Vous insistez sur la gravité des enjeux actuels. Quels sont, selon vous, les risques principaux liés à la situation actuelle ?
Les risques sont multiples et sérieux. Le premier danger est l’établissement d’un cadre juridique incohérent et instable. Comme nous l’avons souligné dans notre déclaration, nous avons actuellement trois cadres normatifs qui se chevauchent : la Constitution de 1991, la Charte de Transition de 2023, et la Constitution de 2024 dont l’application est partielle. Cette situation crée une confusion juridique qui fragilise notre État de droit.
Le second risque majeur est la perte de crédibilité internationale du Gabon. Si nous ne respectons pas nos engagements internationaux, notamment ceux liés à la Charte africaine de la démocratie, nous nous exposons à des sanctions qui pourraient avoir des conséquences graves pour notre économie et notre population.

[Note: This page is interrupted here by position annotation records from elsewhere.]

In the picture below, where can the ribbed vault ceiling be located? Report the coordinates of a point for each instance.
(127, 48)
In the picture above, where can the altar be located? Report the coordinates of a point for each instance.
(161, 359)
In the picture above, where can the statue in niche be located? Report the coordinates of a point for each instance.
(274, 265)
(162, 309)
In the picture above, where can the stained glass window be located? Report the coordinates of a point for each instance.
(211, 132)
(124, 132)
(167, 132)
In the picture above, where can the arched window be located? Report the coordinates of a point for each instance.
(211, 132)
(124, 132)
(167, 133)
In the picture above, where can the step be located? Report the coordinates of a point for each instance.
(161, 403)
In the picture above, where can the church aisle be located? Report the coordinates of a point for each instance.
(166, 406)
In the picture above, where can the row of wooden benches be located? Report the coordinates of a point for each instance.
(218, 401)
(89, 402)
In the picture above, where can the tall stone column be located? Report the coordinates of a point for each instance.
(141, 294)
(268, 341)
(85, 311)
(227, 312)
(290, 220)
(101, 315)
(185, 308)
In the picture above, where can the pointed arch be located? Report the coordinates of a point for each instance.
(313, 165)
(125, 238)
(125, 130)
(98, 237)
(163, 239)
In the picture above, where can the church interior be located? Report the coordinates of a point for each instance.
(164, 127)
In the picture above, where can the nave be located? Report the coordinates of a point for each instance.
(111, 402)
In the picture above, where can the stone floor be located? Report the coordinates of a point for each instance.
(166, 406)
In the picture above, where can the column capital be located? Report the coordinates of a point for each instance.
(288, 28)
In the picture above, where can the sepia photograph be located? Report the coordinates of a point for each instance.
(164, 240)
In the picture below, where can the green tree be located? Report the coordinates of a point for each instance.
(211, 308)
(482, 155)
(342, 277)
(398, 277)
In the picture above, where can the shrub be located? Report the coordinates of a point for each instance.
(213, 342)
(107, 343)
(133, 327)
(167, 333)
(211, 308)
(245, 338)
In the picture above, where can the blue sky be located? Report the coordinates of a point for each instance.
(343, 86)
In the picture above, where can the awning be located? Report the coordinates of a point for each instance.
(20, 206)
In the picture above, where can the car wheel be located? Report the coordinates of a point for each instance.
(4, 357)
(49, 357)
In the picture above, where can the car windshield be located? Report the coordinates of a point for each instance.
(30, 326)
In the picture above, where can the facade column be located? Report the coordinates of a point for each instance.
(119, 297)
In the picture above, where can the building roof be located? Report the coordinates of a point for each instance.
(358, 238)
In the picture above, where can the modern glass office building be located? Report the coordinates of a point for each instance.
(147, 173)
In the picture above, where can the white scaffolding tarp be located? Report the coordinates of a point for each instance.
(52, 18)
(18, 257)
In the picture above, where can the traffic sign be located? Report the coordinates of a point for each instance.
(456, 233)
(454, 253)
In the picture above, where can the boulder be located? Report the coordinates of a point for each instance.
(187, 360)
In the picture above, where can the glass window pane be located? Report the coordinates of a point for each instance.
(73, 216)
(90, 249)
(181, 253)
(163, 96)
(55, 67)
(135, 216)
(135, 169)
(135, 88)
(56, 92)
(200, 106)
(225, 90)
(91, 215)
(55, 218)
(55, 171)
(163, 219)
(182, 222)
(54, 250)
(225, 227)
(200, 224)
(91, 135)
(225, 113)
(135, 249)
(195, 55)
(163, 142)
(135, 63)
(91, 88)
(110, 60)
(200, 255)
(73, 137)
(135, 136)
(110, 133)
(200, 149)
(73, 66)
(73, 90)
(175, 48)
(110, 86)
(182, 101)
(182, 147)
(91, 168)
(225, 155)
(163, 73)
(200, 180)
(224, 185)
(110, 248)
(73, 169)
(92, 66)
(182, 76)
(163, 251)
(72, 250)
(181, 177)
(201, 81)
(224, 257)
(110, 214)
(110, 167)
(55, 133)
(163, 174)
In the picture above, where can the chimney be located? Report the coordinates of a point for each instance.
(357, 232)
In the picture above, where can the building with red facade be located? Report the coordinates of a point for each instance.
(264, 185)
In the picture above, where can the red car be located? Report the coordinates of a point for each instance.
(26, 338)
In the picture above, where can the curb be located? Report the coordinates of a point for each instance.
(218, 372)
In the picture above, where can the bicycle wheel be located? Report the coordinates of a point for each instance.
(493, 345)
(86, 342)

Vous évoquez les actions prometteuses du CTRI à ses débuts. Qu’est-ce qui, selon vous, a changé dans leur démarche ?
Au début de la transition, le CTRI s’est engagé sur des principes clairs : restaurer l’intégrité des institutions et garantir une transition démocratique transparente et inclusive. Ces engagements ont suscité l’espoir d’un véritable renouveau démocratique. Cependant, nous constatons aujourd’hui une dérive préoccupante vers des décisions unilatérales, notamment dans l’élaboration du nouveau code électoral et de la Constitution de 2024, adoptés sans véritable concertation avec les forces vives de la nation.
Vous mentionnez des dérives dans le processus électoral, notamment les exclusions fondées sur l’âge ou la nationalité. Pourquoi pensez-vous que ces mesures sont particulièrement préoccupantes ?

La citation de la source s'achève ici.